Probably another area in which I am deficient.
I wouldn't say deficient, because it's an interesting question that brought me out of my personal rule of "don't get into it." And I'm thinking my way through this, so a month from now, I may have a completely different take.
If each of those priests/deacons is ordained, than each can act
in persona Christi (insofar as it's something he has faculties to do), can't he? So it's really just Our Lord using each of the three people insofar as their skills and abilities are able, yes? Yet I think this is another sort of question that leads Fr. Z to say that concelebration should be safe, legal, and
extremely rare. People get confused, and it sounds like, from what you're saying, one of those things that the head understands but it still feels weird?

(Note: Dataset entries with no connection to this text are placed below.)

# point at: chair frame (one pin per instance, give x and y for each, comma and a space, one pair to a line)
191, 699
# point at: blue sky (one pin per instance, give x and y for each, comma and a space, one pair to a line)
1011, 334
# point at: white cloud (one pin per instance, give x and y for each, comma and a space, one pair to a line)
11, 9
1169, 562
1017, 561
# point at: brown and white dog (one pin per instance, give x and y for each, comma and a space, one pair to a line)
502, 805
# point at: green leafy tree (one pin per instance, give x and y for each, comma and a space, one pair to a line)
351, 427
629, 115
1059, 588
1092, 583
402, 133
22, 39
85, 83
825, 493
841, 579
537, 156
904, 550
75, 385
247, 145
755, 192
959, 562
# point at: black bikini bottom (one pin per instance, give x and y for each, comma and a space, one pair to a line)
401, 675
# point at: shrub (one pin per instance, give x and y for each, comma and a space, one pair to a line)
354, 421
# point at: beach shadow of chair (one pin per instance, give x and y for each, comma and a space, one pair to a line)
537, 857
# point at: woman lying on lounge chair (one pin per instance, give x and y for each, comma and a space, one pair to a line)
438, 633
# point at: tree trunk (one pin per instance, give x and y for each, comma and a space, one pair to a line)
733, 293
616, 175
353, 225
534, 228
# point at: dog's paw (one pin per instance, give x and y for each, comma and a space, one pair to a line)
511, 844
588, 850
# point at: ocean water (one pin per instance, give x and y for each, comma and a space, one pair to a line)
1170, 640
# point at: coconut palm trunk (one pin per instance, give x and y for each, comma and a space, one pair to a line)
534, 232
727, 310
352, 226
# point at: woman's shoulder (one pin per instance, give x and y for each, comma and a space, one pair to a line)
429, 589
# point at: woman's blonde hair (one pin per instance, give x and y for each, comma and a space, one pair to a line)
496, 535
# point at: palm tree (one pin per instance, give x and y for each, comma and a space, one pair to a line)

As I've understood things while growing up Catholic, and then growing my Catholic Faith as an adult over the past ten to fifteen years, Mass is not intended to be Wal-Mart. The ends of Mass are worship, adoration, expiation, and petition, according to what I've been taught. I'm really thinking my way through this, because somehow the Liturgy of the Word must fit into that in a way that's different from what I've previously understood. I was raised Catholic, but spent a fair amount of my teen and college years hanging out in evangelical protestant environments, and I think my understanding is colored by that. Whereas my protestant friends would consider the preaching to be the main focus of their Sunday service, I'm starting to suspect that the Homily is the little part even of the Liturgy of the Word. Simply
listening to the Word of God (which is Our Lord Jesus, after all) and
receiving it, even if I don't understand it, seems to be what's called for.
We very well may need other things (like Scott Hahn) to help us grow in the Faith if we wish to have a broader understanding. We may need catechesis classes and that sort of thing. Our parish has two "discussion groups" (cough-adult-catechesis-cough) that meet while the kids are in CCD. We've only had that for a couple of years, and I don't get to go because I teach the kids, but I've been hearing really good things. The Spanish one is facilitated by a Spanish professor at a local University, and the English one is being facilitated by a couple who usually teach CCD to older kids but are taking this year off from that.